5. You do not need to truncate the region yourself. This is done
later by commit/rollback. But you can reuse previous the region
allocations if store the region memory pointer out of this cycle
together size. And when a new path len * 2 + 1 > than the memory
size you have, you allocate more. Else you can reuse it. In the
best case it reduces number of allocations in part_count times,
in the worst one it is not worse than your way.

> +			char *path =
> +				region_alloc(region, 3 * path_len + 1);
> +			if (path == NULL) {
> +				diag_set(OutOfMemory, 3 * path_len + 1,
> +					"region_alloc", "path");
> +				return -1;
> +			}
> +			part->path = path;
> +			int rc = json_path_next(&parser, &node);
> +			if (rc != 0)
> +				goto error_invalid_json;
> +			if (node.type != JSON_PATH_NUM) {
> +				diag_set(ClientError, ER_WRONG_INDEX_OPTIONS,
> +					part->fieldno,
> +					"invalid JSON path: first part should "
> +					"be defined as array");

6. As array index.
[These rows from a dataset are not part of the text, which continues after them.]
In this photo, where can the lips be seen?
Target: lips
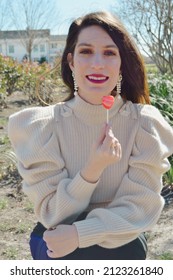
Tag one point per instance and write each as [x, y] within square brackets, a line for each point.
[97, 78]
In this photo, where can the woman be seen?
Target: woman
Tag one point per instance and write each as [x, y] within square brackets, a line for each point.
[95, 186]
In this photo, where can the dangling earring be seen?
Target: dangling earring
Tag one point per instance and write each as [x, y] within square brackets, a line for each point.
[119, 84]
[75, 84]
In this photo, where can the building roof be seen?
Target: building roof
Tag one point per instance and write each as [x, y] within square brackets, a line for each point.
[17, 34]
[58, 37]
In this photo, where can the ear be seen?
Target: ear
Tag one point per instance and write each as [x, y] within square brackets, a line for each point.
[70, 61]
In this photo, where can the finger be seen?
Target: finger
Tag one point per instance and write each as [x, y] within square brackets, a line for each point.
[51, 254]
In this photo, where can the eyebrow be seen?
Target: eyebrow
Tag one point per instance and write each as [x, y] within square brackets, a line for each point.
[89, 45]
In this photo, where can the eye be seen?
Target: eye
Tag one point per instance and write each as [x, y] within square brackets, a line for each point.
[85, 51]
[109, 53]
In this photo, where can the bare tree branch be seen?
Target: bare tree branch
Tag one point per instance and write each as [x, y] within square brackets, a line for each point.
[151, 23]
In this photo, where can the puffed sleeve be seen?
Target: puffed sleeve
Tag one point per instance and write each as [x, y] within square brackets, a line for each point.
[56, 197]
[138, 203]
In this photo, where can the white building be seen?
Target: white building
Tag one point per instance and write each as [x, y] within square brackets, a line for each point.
[13, 44]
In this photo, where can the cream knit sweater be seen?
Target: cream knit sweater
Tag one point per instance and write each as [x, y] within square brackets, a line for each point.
[52, 145]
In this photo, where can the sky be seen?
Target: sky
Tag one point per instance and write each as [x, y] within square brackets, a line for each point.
[70, 9]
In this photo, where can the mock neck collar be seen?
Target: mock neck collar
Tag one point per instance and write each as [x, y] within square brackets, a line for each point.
[93, 114]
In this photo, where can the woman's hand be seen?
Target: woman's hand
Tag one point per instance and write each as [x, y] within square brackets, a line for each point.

Not array.

> +				return -1;
> +			}
> +			if (node.num - TUPLE_INDEX_BASE != part->fieldno) {
> +				diag_set(ClientError, ER_WRONG_INDEX_OPTIONS,
> +					part->fieldno,
> +					"invalid JSON path: first part refers "
> +					"to invalid field");
> +				return -1;
> +			}
> +			uint32_t lexemes = 0;
> +			do {
> +				if (node.type == JSON_PATH_NUM) {
> +					path += sprintf(path, "[%u]",
> +						(unsigned)node.num);
> +				} else if (node.type == JSON_PATH_STR) {
> +					path += sprintf(path, "[\"%.*s\"]",
> +							node.len, node.str);
> +				} else {
> +					unreachable();
> +				}
> +				lexemes++;
> +			} while ((rc = json_path_next(&parser, &node)) == 0 &&
> +				 node.type != JSON_PATH_END);
> +			if (rc != 0 || node.type != JSON_PATH_END)
> +				goto error_invalid_json;
> +			/* JSON index is useless. */
> +			if (lexemes == 1) {
> +				region_truncate(region, size);
> +				part->path = NULL;
> +			} else {
> +				region_truncate(region,
> +						size + (path - part->path + 1));
> +			}
> +		}

7. Please, reduce indentation level. You can check
'if part->path == NULL then continue' and move this
code block 1 tab left. Even now you can join some of
lines into one.

>   	}
>   	return 0;
> +
> +error_invalid_json:
> +	diag_set(ClientError, ER_WRONG_INDEX_OPTIONS,
> +		 part->fieldno + TUPLE_INDEX_BASE,
> +		 "invalid JSON path: path has invalid structure");

8. Please, write on which position the error occurred.

> +	return -1;
>   }
>   
>   in